Conservative political activist Ron Unz, best known for sponsoring a ballot initiative that limits bilingual education in California, is launching a new campaign. This time, Unz is pushing an intiative that would raise the state's minimum wage to $10 an hour in 2015 and $12 in 2016. The reason, as summarized today in The New York Times:
Using what he sees as conservative principles to advocate a policy long championed by the left, Mr. Unz argues that significantly raising the minimum wage would help curb government spending on social services, strengthen the economy and make more jobs attractive to American-born workers.
“There are so many very low-wage workers, and we pay for huge social welfare programs for them,” he said in an interview. “This would save something on the order of tens of billions of dollars. Doesn’t it make more sense for employers to pay their workers than the government?”
Unz told KQED's Scott Shafer in an interview Tuesday his measure, when fully implemented, "would put close to $15 billion a year extra into the pockets of California's low-wage workers. And that's an awful lot of money."

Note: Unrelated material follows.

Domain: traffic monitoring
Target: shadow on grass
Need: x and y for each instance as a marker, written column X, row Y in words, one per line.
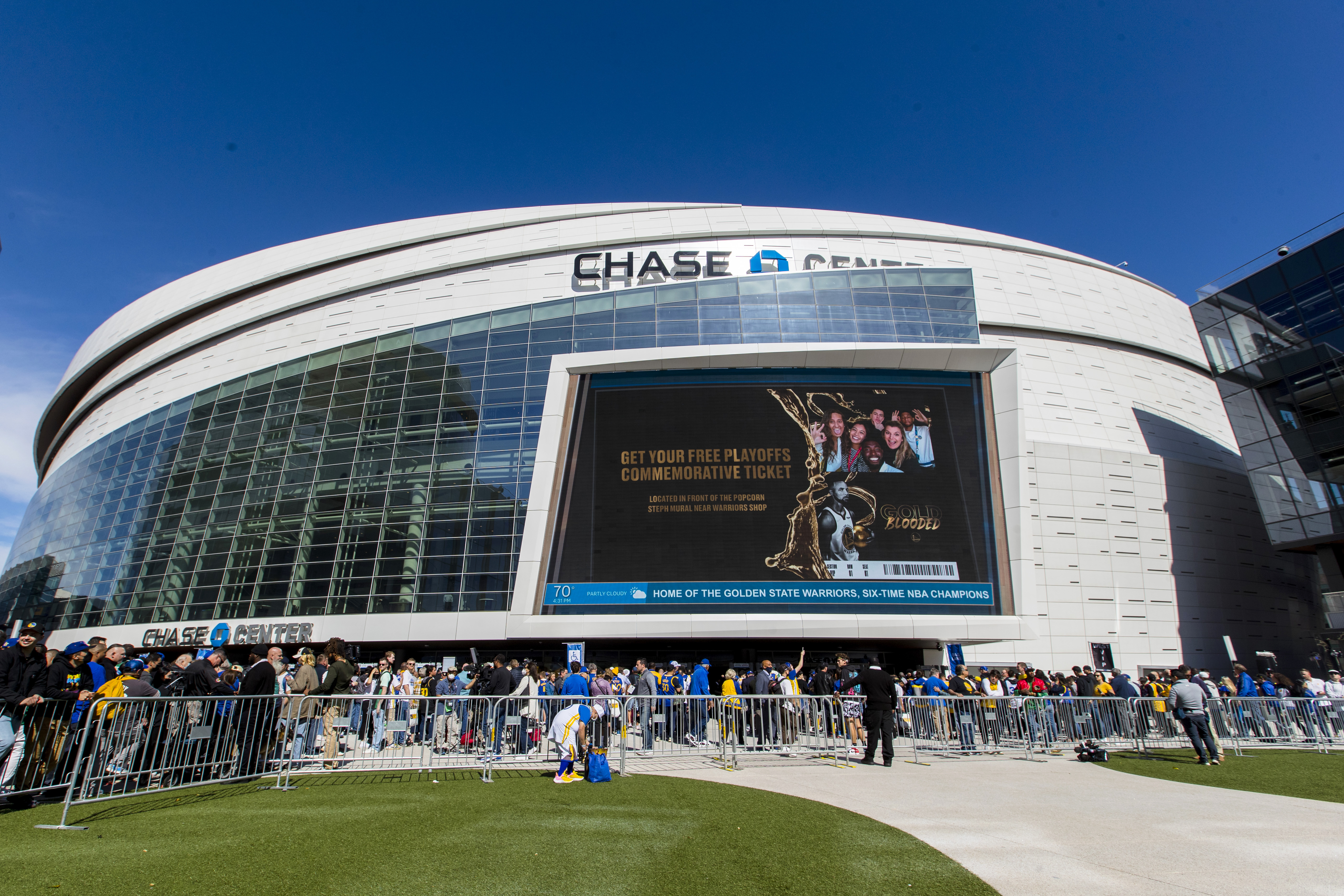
column 207, row 793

California's current minimum wage, $8 an hour, is scheduled to rise to $10 by 2016 under legislation signed in September by Gov. Jerry Brown. San Francisco and San Jose are among a long list of California cities that have set their own minimum wages or living wages for at least some workers. In San Francisco, the citywide minimum wage is $10.55 and will rise to $10.74 on Jan. 1. Under San Jose's law, the minimum wage was set at $10 earlier this year and will rise to $10.15 after the 1st of the year.
The federal minimum wage is currently set at $7.25 an hour.

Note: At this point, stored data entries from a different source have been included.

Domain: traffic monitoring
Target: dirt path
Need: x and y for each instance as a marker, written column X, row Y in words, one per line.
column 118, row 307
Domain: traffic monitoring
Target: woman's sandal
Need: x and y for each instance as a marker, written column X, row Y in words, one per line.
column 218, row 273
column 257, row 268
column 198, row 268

Virtually any time an increase in the minimum wage is proposed, business groups protest that requiring employers to pay workers more will cost jobs and hurt the economy. The California Chamber of Commerce declared that this year's statewide minimum wage bill was a "job killer." San Jose Mayor Chuck Reed campaigned against the 2012 ballot measure that raised the city's minimum wage, arguing that it would cost jobs and force residents "to pay more for everything — groceries, gas, even a hamburger."